Ingredients

2 large potatoes , scrubbed but not peeled
1 tablespoon unsalted butter
salt and pepper
4 fluid ounces yogurt
1/2 cup freshly-minced chives
1/2 cup freshly-minced parsley
1 1/2 tablespoons unsalted butter
1 1/2 cups chopped onions
1 clove garlic , crushed
1 stalk celery , finely-minced
12 ounces chopped mushrooms
1 eggplant , cut into small cubes
1 green bell pepper , minced
1/4 teaspoon thyme
1/2 teaspoon basil
1/2 teaspoon oregano
1 cup raw peas ( fresh or frozen )
1/2 cup packed grated cheddar cheese
3 tablespoons wheat germ
1 tablespoon cider vinegar
extra cheese , for topping
paprika
Shepherd's Big Purple Vegetable Pie is a hearty and satisfying vegetarian dish perfect for dinner. The dish is made with a variety of colorful vegetables such as eggplant, peas, mushrooms, and green peppers. Layered with mashed potatoes and topped with cheese, the dish has a delightful crispy crust and a creamy filling. The rich flavor of the vegetables is complemented by the spices, making it a dish that’s not only nutritious but also flavorful. This recipe is a vegetarian take on traditional shepherd's pie, making it a suitable option for those who prefer meatless meals.

Instructions

1.Preheat the oven to 375°F.
2.Cut the potatoes into thin slices and boil them in salted water until tender.
3.Mash the potatoes and add the yogurt, chives, parsley, butter, salt, and pepper.
4.In a separate pan, sauté the onions, garlic, and celery in butter until soft and translucent.
5.Add the mushrooms, eggplant, green bell pepper, thyme, basil, and oregano. Cook on medium heat for 5 minutes.
6.Add the peas and wheat germ. Stir well and cook for another 5 minutes.
7.Layer the vegetable mixture in a baking dish and top it with the mashed potatoes.
8.Sprinkle the grated cheese and paprika over the top.
9.Bake for 30 to 40 minutes until the cheese is bubbly and golden brown.

PROS

This vegetarian dish is packed with nutrient-dense vegetables that are rich in vitamins, minerals, and fiber.

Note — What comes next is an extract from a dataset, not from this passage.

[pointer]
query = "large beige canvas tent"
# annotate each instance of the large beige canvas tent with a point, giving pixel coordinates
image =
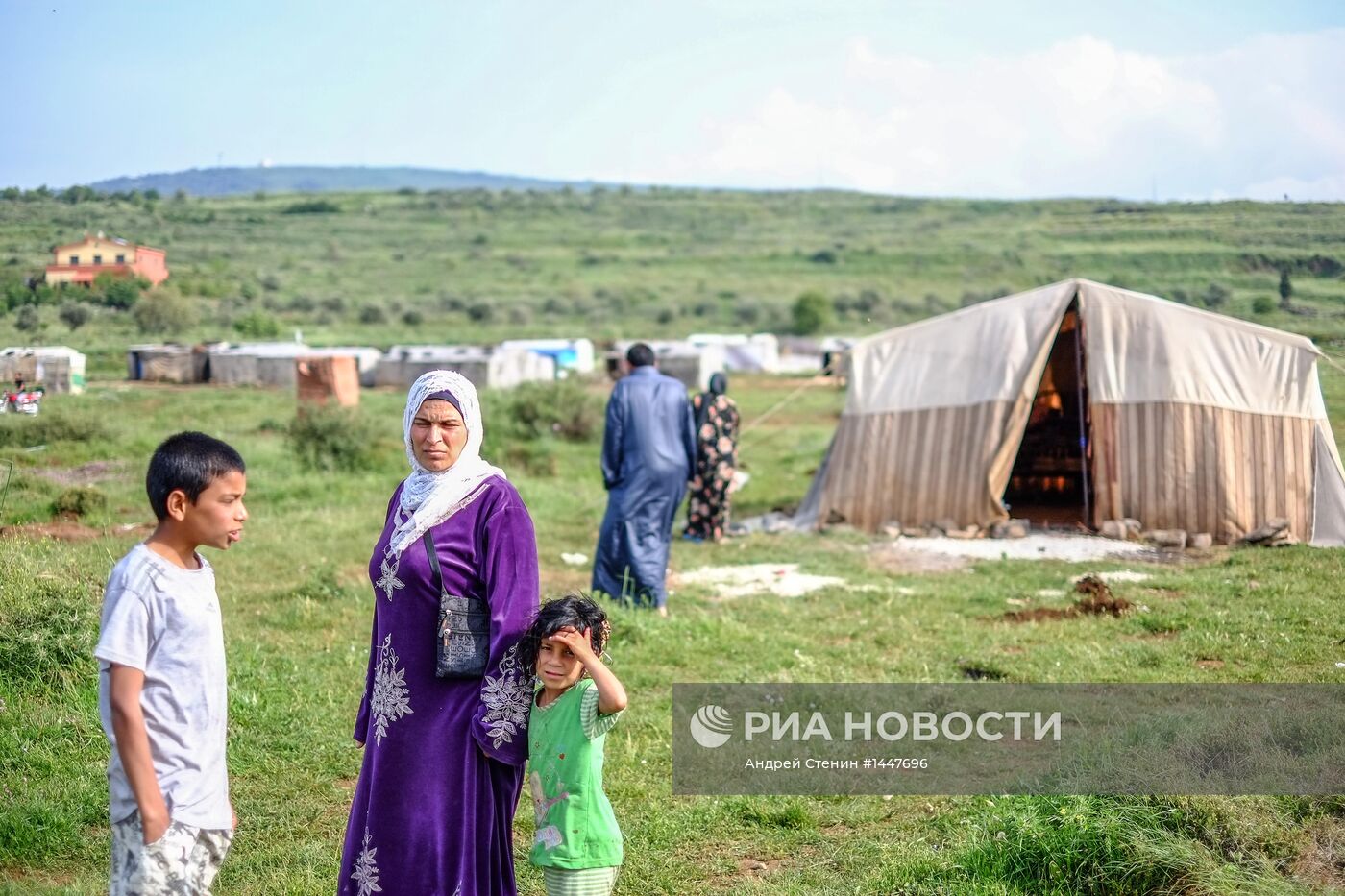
(1085, 402)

The recipe is a great way to use up leftover veggies in the fridge.

It is a filling and hearty meal perfect for dinner.

CONS

The dish needs more than an hour to prepare and cook, making it a bit time-consuming.

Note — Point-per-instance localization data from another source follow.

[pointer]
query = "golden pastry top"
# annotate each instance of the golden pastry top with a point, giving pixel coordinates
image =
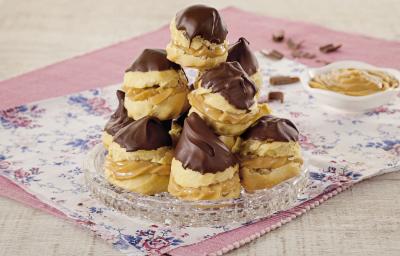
(354, 82)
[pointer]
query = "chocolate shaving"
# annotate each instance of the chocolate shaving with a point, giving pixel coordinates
(282, 80)
(273, 96)
(273, 54)
(329, 48)
(278, 36)
(263, 99)
(293, 45)
(302, 54)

It may not be suitable for individuals who are allergic to dairy.

Some people may not find the taste of eggplant very appealing.

HEALTH & BENEFITS

This dish is a great source of vitamins A, C, and K, as well as potassium, fiber, and antioxidants.
The vegetables contained in the dish are low in calories and can help reduce the risk of chronic diseases, such as obesity, heart disease, and type 2 diabetes.
The dish is vegetarian, making it a great option for people who follow a plant-based diet.